Einen wesentlichen Beitrag zu diesem Anliegen leistete in dieser ersten Ausgabe Erich Kosiol, damals Direktor des Betriebswirtschaftlichen Instituts der Freien Universität Berlin. Darin würdigte er die Leistungen von Friedrich Leitner, den damals bereits verstorbenen Betriebswirtschaftler, der bahnbrechende Beiträge für die Betriebswirtschaft geschrieben hat und die ersten Schritte des neuen Wissenschaftszweigs mit seinen Lehren begleitete. Erich Kosiol beginnt in seinem Aufsatz mit einer Darstellung der Betriebswirtschaftslehre. Dieser Absatz schließt mit den Ausführungen:

“Die Betriebe, ob Haushalte oder Unternehmungen, sind die Wirkungszentren und Formungselemente der Wirtschaft. Der Betrieb wird zur kardinalen Kategorie, zum Zentralbegriff der wissenschaftlichen Disziplin. Durch dieses Verständnis der Wirtschaft wird der Betrieb selbst, der Aufbau und das Leben aller seiner Erscheinungsformen, zum Untersuchungsgegenstand des Faches. Die nicht selten vertretene Einengung der Betriebswirtschaftslehre auf eine Lehre vom Betrieb oder von der Unternehmung ist jedoch wissenschaftlich unhaltbar. Sie würde eine Horizontverengung bedeuten, die jedes ausreichend begründete Urteil über wirtschaftliche, ja sogar innerbetriebliche Tatbestände ausschließt, eine Verkümmerung und Verarmung betriebsökonomischen Denkens, die jede Forschung unmöglich macht, ein Zerreißen wirtschaftlicher Zusammenhänge, das nicht einmal für den praktischen Unternehmer, geschweige denn für den Wissenschaftler zulässig ist. Der Betrieb wird vielmehr zum Orientierungszentrum und  Beurteilungsmerkmal für die wissenschaftliche Betrachtungsweise. Ob z. B. Marktformen, Fragen der Preisbildung, die Verteilung des Sozialproduktes, Währungsprobleme, Fragen der Besteuerung oder auch wirtschaftspolitische Maßnahmen untersucht werden sollen, stets wählt die betriebswirtschaftliche Forschung ihren Ansatzpunkt in den Betrieben
als Aktions- oder Wirkungszentren. Der Betriebswirtschaftler sucht alle wirtschaftlichen Erscheinungen aus den Betrieben her zu erklären oder bis in die Betriebe hinein zu verfolgen. Ihn treibt die mikroökonomische Betrachtungsweise. Die Betriebswirtschaftslehre untersucht die Wirtschaft unter dem Aspekt ihrer Zusammengesetztheit aus Betrieben. Sie ist die Lehre von der Betriebswirtschaft als einer betriebsweisen Wirtschaft.”

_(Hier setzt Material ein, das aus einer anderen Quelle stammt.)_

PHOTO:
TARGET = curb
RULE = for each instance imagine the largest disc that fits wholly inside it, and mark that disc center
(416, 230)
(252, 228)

Daran anschließend geht er auf die besonderen Leistungen von Friedrich Leitner ein, der als Professor der Wirtschaftshochschule sich um die Wirtschafts- und Sozialwissenschaftliche Fakultät der Freien Universität verdient gemacht hat.

“FRIEDRICH LEITNER stammt aus Wien, wo er die Oberrealschule, die Handelsakademie und die Universität besucht. Nach mehrjähriger kaufmännischer Praxis im Bank- und Speditionsgeschäft wird er Assistent an der Wiener Handelsakademie. Nach bestandener Staatsprüfung für das Handelslehramt geht er als Oberlehrer 1898 nach Mainz und 1903 nach Frankfurt a.M., um zugleich als nebenamtlicher Dozent an der Akademie für Sozial- und Handelswissenschaften zu wirken.

Bei Gründung der Handelshochschule Berlin wird er neben Schär 1906 als hauptamtlicher Dozent berufen und 1908
zum ordentlichen Professor der Handelswissenschaft ernannt. 1924 machte ihn die Staatswissenschaftliche Fakultät der Universität Tübingen zu ihrem Ehrendoktor. Die Technische Hochschule Berlin ernannte ihn 1925 zum Honorarprofessor. Berufungen nach Leipzig, Mannheim und Stockholm hat Leitner abgelehnt. Er ist Berlin bis zu seiner Emeritierung 1938 treu geblieben.

Die vielseitige wissenschaftliche Produktivität Leitners kommt in seinen zahlreichen Schriften zum Ausdruck, die hohe Auflagen erreichten. 1901 erscheint seine erste Veröffentlichung über „Die private Versicherung im Dienste des Kaufmanns”. Noch vor seiner Berufung nach Berlin bringt er zwei Werke heraus, die sein wissenschaftliches
Ansehen begründen: Das Bankgeschäft und seine Technik, 1903; Die Selbstkostenberechnung industrieller Betriebe, 1905. Hier zeigt sich die tiefe Verankerung Leitners in der Tradition der österreichischen handelswissenschaftlichen Schule, die auch seinen methodologischen Standort und seine geistige Grundhaltung nachhaltig beeinflußt hat. Es zeugt zugleich von der wissenschaftlichen Selbständigkeit Leitners, daß er das bisher vernachlässigte Gebiet der Kalkulation aufgreift und sich der Erforschung der Industriebetriebe zuwendet.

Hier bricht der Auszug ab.